One thing to consider when you’re writing a Zen Cart plugin that includes an observer-class module is the point at which any monitored notification is going to be “fired”. Auto-loading observers, previously discussed here, are great since using that method can reduce the number of files that a plugin needs in its distribution … but there’s a potential downside (isn’t there always?).
All auto-loading observers are loaded at breakpoint 175 during the Zen Cart autoload process. That processing loads all files present in the
/includes/classes/observers directory whose names match auto.*.php and, if the class’ name adheres to the auto-loading “rules”, creates an instance of the associated class.
If the notifications that your plugin is observing are issued prior to breakpoint 175, then auto-loading isn’t for you!
For example, let’s say that your plugin is monitoring
NOTIFIER_CART_ADD_CART_START, issued by the shopping-cart class at the beginning of an add-to-cart action. Those cart-manipulation actions occur during
init_cart_handler.php‘s processing at breakpoint 140, so an auto-loading observer will never see that notification.

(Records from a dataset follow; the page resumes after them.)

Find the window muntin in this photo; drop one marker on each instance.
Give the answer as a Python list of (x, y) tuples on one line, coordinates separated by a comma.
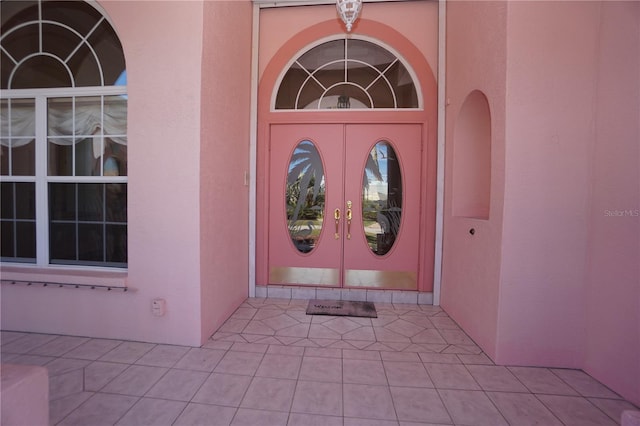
[(347, 74), (63, 136)]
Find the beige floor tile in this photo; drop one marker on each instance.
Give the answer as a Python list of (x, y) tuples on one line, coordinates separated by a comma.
[(368, 402), (223, 389), (269, 394), (584, 384), (318, 398), (471, 408), (575, 411), (321, 369), (348, 371), (523, 409), (65, 384), (61, 407), (65, 365), (163, 356), (136, 380), (613, 407), (451, 376), (149, 411), (178, 385), (93, 349), (26, 343), (363, 372), (127, 352), (301, 419), (99, 373), (200, 359), (279, 366), (496, 378), (419, 405), (409, 374), (249, 417), (541, 380), (100, 409), (203, 414), (239, 363), (437, 358), (59, 346)]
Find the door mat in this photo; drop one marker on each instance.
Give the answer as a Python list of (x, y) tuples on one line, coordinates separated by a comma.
[(342, 308)]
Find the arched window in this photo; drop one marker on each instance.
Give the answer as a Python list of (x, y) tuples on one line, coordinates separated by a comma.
[(347, 74), (63, 135)]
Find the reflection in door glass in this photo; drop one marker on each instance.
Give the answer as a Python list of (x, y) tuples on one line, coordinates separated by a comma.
[(381, 198), (304, 196)]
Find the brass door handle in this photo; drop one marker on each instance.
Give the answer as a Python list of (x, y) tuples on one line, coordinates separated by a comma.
[(349, 216)]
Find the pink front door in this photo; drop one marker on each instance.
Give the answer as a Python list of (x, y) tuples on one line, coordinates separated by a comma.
[(344, 205)]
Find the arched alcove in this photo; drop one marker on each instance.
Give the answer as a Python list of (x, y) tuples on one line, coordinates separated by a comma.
[(472, 158)]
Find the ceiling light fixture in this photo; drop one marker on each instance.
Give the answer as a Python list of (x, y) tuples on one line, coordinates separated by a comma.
[(349, 11)]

Your plugin will need to include an additional file (in
/includes/auto_loaders) to instruct Zen Cart the point at which your observer should be loaded (prior to 140!) and instantiated and its observer-class file’s name must not start with “auto.“.
In summary, while auto-loading observers can simplify a plugin’s distribution, plugin authors need to ensure that auto-loading is compatible with the plugin’s expected functionality.